In data analysis and statistical modeling, distribution plots are an essential tool to visualize the distribution of a dataset. The seaborn library in python provides us with an excellent way of creating a distribution plot using the distplot() function. In this article, we will explore the distplot() function and how to use this function to create various distribution plots.
What is distplot()?
The distplot() function is a part of the seaborn library in python, which displays a histogram of the distribution of a dataset. It creates a visual representation of the distribution of the data by plotting the density estimate on top of the histogram and fitting a normal distribution curve.
Syntax:
To create a distribution plot using distplot(), the following syntax should be used:
seaborn.displot(data, x = None, y = None, hue = None, kind=’dist’, rug = False, hist = True, kde = True, bins = None, hist_kws = None, kde_kws = None, rug_kws= None, ax = None, **kwargs)
Here, data is the Pandas dataframe that we want to plot; x and y are the column names of the dataframe that we want to plot on the x-axis and y-axis, respectively. The hue parameter allows us to differentiate between multiple groups in the same plot. The kind parameter specifies the type of distribution plot we want to create, and we will discuss the different types of distribution plots in the subsequent sections. The other parameters control the appearance of the plot, such as the color of the plot, the number of bins in the histogram, and the width of the density curve.
Creating a Basic Histogram using distplot()
A histogram is a graphical representation of data distribution, where we group data into continuous intervals called bins. In python, we can create a histogram using the distplot() function.
Let's say we have a dataset of student’s scores in a math test. We want to visualize the distribution of the scores using a histogram using the distplot() function. Here is how we can do it:
import seaborn as sns
import pandas as pd
Creating a data frame
df = pd.DataFrame({'score': [75, 88, 90, 70, 56, 54, 68, 89, 75, 76, 89, 78, 80, 49, 91, 92, 70, 77, 62, 74]})
Creating a distribution plot for the score column
sns.distplot(df['score'])
Displaying the plot
plt.show()
In the above code, we have created a pandas dataframe with the column name 'score' to store the student's math scores. We have then passed this column to the distplot() function to create a histogram.
The output of this code will be a histogram of the distribution of the student's scores as shown below:
Histogram using distplot()
As we can see in the output image, the distplot() function has plotted a histogram of the scores on the x-axis and the normalized frequency of the scores on the y-axis. Additionally, it has also plotted a density line that estimates the probability density function of the scores.
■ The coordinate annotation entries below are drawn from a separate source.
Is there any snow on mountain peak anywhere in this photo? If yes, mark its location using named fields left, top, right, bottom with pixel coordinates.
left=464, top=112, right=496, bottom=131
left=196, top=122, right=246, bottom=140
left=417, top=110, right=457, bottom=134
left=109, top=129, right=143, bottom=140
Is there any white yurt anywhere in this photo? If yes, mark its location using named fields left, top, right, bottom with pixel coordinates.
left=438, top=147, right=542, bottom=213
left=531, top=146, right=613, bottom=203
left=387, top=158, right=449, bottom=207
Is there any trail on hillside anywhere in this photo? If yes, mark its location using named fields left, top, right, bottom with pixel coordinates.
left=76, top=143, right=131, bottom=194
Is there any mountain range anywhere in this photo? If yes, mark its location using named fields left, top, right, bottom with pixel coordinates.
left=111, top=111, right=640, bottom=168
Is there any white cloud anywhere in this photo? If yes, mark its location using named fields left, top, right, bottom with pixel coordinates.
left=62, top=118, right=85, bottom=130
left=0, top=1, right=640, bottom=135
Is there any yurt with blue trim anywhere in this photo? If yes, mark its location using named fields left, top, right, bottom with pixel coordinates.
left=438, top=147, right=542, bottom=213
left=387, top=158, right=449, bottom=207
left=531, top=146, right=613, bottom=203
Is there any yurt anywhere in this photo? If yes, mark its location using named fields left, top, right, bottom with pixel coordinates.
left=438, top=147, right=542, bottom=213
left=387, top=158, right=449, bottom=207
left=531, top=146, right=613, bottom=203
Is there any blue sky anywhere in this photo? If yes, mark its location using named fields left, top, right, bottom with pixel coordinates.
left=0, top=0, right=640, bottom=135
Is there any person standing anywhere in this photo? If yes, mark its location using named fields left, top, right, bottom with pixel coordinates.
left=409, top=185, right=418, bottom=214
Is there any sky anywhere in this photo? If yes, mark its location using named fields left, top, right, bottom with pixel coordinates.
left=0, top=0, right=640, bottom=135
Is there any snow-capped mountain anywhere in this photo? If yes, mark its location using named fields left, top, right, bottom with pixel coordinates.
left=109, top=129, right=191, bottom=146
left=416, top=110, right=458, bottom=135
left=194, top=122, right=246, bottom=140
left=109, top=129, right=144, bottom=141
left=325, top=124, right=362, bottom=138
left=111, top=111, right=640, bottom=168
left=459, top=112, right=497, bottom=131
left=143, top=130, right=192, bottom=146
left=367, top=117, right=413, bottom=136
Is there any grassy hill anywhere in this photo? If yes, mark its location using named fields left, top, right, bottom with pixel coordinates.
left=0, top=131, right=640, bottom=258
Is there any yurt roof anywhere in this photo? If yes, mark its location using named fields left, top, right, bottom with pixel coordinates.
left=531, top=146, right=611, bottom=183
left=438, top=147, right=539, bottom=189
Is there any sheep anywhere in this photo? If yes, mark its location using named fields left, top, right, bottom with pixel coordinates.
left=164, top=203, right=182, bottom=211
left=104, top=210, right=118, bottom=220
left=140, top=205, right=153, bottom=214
Creating a Density Plot using distplot()
A density plot displays the probability density of a continuous variable by smoothing the histogram of a variable. It is a variation of a histogram and is used to visualize the distribution of data. To create a density plot using distplot() function, we set the kde parameter to True.
Let's use the same dataset of student’s math scores and create a density plot using the distplot() function:
import seaborn as sns
import pandas as pd
Creating a data frame
df = pd.DataFrame({'score': [75, 88, 90, 70, 56, 54, 68, 89, 75, 76, 89, 78, 80, 49, 91, 92, 70, 77, 62, 74]})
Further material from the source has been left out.